QP-SUBDUE: PROCESSING QUERIES OVER GRAPH DATABASES
Graphs have become one of the preferred ways to store structured data for various applications such as social network graphs, complex molecular structure, etc. Proliferation of graph databases has resulted in a growing need for effective querying methods to retrieve desired information. Querying has been widely studied in relational databases where the query optimizer finds a sequence of query execution steps (or plans) for efficient execution of the given query. Until now, most of the work on graph databases has concentrated on mining. For querying graph databases, users have to either learn a graph query language for posing their queries or use provided customized searches of specific substructures. Hence, there is a clear need for posing queries using graphs, consider alternative plans, and select a plan that can be processed efficiently on the graph database.

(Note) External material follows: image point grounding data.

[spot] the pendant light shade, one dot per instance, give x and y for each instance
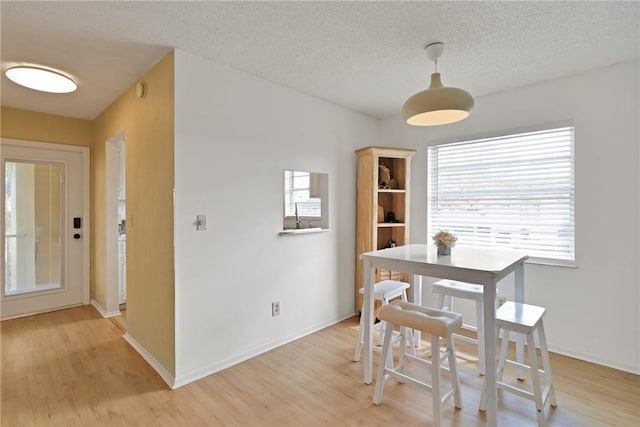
(439, 104)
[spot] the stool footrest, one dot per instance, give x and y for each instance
(465, 339)
(515, 390)
(406, 378)
(523, 366)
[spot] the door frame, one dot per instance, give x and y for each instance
(111, 223)
(86, 207)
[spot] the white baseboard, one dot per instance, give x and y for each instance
(634, 369)
(164, 374)
(103, 312)
(182, 380)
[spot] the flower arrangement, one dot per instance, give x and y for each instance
(444, 238)
(444, 241)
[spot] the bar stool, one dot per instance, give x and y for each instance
(383, 291)
(438, 323)
(446, 290)
(525, 319)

In this thesis, we propose an approach to generate plans from a query using a cost-based approach that is tailored to the characteristics of the graph database. We collect metadata pertaining to the graph database and use cost estimates to evaluate the cost of execution of each plan. We use a branch and bound algorithm to limit the state space generated for identifying a good plan. Extensive experiments on different types of queries over two graph databases (IMDB and DBLP) are performed to validate our approach. Subdue - a graph mining algorithm has been modified to process a query plan instead of performing mining.